Cour de justice de l’Union européenne, le 13 mars 2008, n°C-437/06

Par un arrêt du 13 mars 2008, la Cour de justice des Communautés européennes a clarifié les règles de déduction de la taxe sur la valeur ajoutée pour les assujettis exerçant une activité mixte. En l’espèce, une société réalisait à la fois des opérations économiques imposables, des opérations économiques exonérées et des activités non économiques se situant hors du champ d’application de la directive. Ayant exposé des dépenses pour augmenter son capital par l’émission d’actions et de participations, elle a sollicité la déduction de la taxe ayant grevé ces frais. L’administration fiscale nationale a refusé une déduction intégrale, estimant qu’une partie des capitaux levés n’était pas affectée aux activités économiques de la société. Saisie sur renvoi préjudiciel par une juridiction allemande, la Cour a été interrogée sur le principe et les modalités de calcul du droit à déduction dans une telle situation. Le problème de droit consistait à déterminer, d’une part, si les dépenses qui ne sont pas exclusivement liées à l’activité économique peuvent ouvrir droit à déduction et, d’autre part, selon quels critères la ventilation de la taxe en amont doit être effectuée entre les activités économiques et non économiques.

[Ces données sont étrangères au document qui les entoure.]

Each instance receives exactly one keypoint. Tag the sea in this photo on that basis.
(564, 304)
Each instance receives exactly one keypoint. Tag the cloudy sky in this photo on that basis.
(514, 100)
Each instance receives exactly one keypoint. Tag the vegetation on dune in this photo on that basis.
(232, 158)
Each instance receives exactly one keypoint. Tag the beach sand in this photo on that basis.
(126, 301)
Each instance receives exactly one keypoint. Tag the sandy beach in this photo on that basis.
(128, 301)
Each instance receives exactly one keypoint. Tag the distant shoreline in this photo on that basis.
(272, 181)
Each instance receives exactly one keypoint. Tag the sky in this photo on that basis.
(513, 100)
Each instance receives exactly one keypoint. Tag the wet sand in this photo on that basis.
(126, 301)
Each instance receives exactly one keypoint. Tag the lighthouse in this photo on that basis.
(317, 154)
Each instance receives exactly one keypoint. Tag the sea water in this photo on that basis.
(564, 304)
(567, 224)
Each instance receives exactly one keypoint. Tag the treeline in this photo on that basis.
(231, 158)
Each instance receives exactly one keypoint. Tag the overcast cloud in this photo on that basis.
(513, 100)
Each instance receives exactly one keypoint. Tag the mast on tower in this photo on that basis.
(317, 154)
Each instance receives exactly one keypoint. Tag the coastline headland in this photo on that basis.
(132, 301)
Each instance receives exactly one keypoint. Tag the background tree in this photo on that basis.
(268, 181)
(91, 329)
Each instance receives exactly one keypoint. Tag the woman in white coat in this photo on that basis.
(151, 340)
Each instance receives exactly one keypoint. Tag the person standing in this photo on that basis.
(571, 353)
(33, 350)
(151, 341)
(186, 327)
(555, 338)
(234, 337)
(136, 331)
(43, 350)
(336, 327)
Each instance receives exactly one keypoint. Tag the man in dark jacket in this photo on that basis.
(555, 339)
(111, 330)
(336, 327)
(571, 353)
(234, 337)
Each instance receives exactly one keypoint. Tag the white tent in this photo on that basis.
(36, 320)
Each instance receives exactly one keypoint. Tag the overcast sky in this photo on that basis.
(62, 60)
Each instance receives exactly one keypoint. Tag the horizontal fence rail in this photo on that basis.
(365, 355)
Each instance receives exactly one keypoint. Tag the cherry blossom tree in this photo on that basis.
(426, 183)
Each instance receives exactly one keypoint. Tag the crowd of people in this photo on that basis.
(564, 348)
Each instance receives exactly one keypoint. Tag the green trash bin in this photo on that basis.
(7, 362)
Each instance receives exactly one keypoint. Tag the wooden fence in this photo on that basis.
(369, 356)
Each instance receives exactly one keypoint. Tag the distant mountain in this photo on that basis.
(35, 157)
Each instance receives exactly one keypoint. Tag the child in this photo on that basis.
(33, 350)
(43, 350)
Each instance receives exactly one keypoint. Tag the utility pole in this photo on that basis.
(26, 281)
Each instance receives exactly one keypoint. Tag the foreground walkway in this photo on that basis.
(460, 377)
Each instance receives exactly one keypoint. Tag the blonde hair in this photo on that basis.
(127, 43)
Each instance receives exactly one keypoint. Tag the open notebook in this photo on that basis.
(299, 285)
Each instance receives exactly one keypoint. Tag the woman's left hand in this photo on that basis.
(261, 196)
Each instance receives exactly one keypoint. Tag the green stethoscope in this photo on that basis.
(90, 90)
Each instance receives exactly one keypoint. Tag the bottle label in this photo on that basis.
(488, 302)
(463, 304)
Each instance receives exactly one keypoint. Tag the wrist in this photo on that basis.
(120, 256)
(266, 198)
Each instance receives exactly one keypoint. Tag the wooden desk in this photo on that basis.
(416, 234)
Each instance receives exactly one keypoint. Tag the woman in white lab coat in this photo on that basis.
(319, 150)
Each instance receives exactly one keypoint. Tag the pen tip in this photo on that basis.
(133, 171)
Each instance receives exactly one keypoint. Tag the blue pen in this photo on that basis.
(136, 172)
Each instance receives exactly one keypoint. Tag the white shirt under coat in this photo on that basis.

La Cour juge que la déduction n’est possible que pour la part des dépenses imputable à l’activité économique. Elle précise ensuite qu’il appartient aux États membres de fixer des critères de ventilation assurant un calcul objectif de cette part. Cette décision établit ainsi une distinction fondamentale entre les dépenses relevant de la sphère économique et celles qui lui sont extérieures (I), tout en conférant aux États membres une responsabilité encadrée dans la mise en œuvre de cette répartition (II).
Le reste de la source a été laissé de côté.